Huska believes the big breakthrough came while Severson was out with a broken wrist at midseason.

"Players, when they sit out, they watch the game and see the things they tried to do just don't work," he said. "In Damon's situation, you never want to say an injury is a good thing, but he was able to watch our defensemen make good decisions and make bad decisions. His thought process when he came back was much better because he was able to see where our defensemen made their mistakes and had opportunities to keep it simple and he had the opportunity to apply that when he came back."

Huska said Severson was a vastly improved player when he returned, and said now the key is to find the balance in his game.

"We need him to be a top-four guy to play against top lines, but we also want to depend on him to create offense," he said. "We want to find a way to make use of his offensive side, but he also has to understand when to make good decisions on when to put the puck off the glass and just get it out of the zone."
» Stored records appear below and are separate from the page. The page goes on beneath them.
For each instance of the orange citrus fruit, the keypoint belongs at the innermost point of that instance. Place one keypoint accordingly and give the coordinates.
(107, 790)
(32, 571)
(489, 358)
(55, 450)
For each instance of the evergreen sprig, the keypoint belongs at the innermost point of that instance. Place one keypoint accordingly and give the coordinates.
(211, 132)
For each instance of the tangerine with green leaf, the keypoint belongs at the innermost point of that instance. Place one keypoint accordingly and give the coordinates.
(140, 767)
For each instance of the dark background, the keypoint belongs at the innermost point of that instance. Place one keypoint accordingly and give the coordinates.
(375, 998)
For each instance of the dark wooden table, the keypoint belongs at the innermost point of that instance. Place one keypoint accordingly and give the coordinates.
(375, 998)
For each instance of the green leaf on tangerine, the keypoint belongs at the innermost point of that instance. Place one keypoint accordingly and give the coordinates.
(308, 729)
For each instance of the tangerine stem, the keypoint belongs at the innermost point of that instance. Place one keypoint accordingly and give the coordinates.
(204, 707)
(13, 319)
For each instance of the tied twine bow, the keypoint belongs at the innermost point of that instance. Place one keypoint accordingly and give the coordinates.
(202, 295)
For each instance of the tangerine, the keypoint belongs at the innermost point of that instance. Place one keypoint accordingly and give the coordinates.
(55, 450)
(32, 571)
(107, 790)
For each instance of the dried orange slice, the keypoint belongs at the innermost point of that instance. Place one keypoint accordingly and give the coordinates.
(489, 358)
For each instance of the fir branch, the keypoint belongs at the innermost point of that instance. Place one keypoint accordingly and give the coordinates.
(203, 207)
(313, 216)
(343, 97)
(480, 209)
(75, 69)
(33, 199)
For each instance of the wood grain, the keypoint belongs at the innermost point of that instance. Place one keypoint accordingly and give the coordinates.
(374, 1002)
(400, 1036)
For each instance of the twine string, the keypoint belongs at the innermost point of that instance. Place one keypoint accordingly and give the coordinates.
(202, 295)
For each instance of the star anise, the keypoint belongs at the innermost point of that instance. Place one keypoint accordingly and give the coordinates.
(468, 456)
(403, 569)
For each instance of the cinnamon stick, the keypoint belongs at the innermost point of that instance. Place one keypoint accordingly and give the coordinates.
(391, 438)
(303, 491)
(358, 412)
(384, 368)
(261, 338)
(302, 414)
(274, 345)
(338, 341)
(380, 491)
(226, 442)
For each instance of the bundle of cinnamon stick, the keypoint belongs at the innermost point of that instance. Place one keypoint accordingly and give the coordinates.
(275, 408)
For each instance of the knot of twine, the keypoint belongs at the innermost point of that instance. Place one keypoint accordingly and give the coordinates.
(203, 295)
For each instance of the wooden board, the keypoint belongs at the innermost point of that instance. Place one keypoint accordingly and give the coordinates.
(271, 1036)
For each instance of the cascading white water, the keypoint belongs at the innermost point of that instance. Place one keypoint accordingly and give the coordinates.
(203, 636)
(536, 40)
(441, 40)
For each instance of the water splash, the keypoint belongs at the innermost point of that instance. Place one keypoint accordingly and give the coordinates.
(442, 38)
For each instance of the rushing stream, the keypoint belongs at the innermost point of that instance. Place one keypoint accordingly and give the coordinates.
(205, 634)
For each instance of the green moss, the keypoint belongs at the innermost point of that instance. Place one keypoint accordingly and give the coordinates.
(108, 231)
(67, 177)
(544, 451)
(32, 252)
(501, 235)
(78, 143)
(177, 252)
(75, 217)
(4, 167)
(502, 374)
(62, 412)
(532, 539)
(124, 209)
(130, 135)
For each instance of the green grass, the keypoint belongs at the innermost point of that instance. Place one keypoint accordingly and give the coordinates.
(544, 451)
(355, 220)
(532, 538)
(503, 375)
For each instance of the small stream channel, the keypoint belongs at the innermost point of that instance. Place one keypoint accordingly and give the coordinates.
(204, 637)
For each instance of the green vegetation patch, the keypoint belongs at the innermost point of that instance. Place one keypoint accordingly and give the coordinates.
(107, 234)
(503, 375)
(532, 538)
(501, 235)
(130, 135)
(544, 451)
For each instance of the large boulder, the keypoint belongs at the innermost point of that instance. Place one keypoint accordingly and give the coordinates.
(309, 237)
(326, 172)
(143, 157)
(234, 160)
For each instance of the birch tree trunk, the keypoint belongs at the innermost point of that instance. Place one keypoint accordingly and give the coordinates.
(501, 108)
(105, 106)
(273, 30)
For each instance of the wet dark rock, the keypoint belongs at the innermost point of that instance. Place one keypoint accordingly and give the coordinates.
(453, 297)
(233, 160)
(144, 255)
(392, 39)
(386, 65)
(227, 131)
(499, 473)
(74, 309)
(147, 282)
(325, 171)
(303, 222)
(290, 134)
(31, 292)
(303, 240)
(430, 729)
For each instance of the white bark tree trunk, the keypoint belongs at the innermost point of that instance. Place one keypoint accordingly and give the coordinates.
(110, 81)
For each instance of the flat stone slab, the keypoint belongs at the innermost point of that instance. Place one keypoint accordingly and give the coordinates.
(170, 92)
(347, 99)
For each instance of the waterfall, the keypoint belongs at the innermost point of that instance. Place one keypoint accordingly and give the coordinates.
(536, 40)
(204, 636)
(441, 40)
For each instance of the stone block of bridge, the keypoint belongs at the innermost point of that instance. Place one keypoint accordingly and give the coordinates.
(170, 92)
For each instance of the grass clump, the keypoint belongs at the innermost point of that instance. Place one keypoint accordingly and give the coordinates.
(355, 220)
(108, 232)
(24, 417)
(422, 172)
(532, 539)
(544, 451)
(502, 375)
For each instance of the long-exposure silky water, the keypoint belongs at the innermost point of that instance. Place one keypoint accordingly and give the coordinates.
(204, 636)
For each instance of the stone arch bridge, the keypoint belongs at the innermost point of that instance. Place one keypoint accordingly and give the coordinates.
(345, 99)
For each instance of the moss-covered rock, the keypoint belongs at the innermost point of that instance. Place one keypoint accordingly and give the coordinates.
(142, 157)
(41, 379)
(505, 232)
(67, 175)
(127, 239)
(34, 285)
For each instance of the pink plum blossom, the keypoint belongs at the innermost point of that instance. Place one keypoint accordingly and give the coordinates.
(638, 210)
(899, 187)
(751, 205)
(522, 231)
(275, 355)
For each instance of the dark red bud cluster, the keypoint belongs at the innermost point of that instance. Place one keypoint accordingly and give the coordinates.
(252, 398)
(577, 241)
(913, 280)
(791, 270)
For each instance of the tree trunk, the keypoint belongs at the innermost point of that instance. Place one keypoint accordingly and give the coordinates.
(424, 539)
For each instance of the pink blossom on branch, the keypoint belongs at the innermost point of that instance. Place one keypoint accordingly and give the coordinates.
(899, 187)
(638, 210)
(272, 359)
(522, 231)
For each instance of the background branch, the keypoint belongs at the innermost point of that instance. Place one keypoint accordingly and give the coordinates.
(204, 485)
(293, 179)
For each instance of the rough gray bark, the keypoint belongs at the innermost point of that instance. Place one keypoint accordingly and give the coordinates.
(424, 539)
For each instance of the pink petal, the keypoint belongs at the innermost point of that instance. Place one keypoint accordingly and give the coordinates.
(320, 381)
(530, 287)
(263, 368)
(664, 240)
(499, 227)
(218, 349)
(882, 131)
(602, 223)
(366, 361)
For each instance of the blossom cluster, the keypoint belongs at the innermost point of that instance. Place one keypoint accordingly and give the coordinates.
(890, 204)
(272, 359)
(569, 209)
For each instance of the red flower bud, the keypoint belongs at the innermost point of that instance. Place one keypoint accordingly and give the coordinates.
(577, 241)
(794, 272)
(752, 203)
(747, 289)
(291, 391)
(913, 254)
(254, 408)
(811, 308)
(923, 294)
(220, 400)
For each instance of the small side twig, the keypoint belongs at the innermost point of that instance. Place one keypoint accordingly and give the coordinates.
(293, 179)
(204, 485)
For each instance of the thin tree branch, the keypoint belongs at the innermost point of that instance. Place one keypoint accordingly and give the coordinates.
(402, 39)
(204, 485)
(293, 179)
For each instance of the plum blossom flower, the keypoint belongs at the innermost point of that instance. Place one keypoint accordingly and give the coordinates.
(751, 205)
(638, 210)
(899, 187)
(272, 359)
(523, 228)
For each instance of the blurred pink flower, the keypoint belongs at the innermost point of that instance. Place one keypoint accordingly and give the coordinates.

Severson is a good enough athlete that there's little doubt he'll continue that transformation into an all-round defenseman. Helping refine his hockey skills has been his proficiency on the baseball diamond. He's played baseball every summer near his home in Melville, Sask., and has won league batting titles and MVP awards the last two years. He pitches and also plays catcher and shortstop.

"You've always got to be aware in baseball," Severson said. "Just like hockey, anything can happen. A puck could bounce somewhere just like a ball can bounce anywhere, so you always have to be ready. I find it very similar. I try to transfer [the skills] as much as I can."

As good as he's been at baseball, however, Severson said he's confident his best course to athletic success lies on the rink.

"I love the way he competes every shift and game. Has good size and likes to hit, though still rough around the edges. He was prone to mistakes and mental lapses in the first half of the season but simplified his game in second half. As a result, he had more of a disciplined and solid game by the end of year." -- B.J. MacDonald

"I feel like hockey has always been the bigger thing for me," he said. "It's 6-7 months out of the year, sometimes eight. Baseball is the 2-3 month thing for me in the summertime. Always been a second hobby to me, even though I am almost as good at baseball as I am at hockey. This is what people tell me. I just like hockey more. It's just been my real passion."

That passion hopefully will lead him to seeing his own mural on the wall at Prospera Place someday.

"When we've recruited defensemen the last little while, they look at the success we've had in turning out defensemen, and Damon is no different," Huska said. "He wants to be one of those guys eventually, and he's going to get an opportunity to get drafted by a team that will push him to take his game to the next level."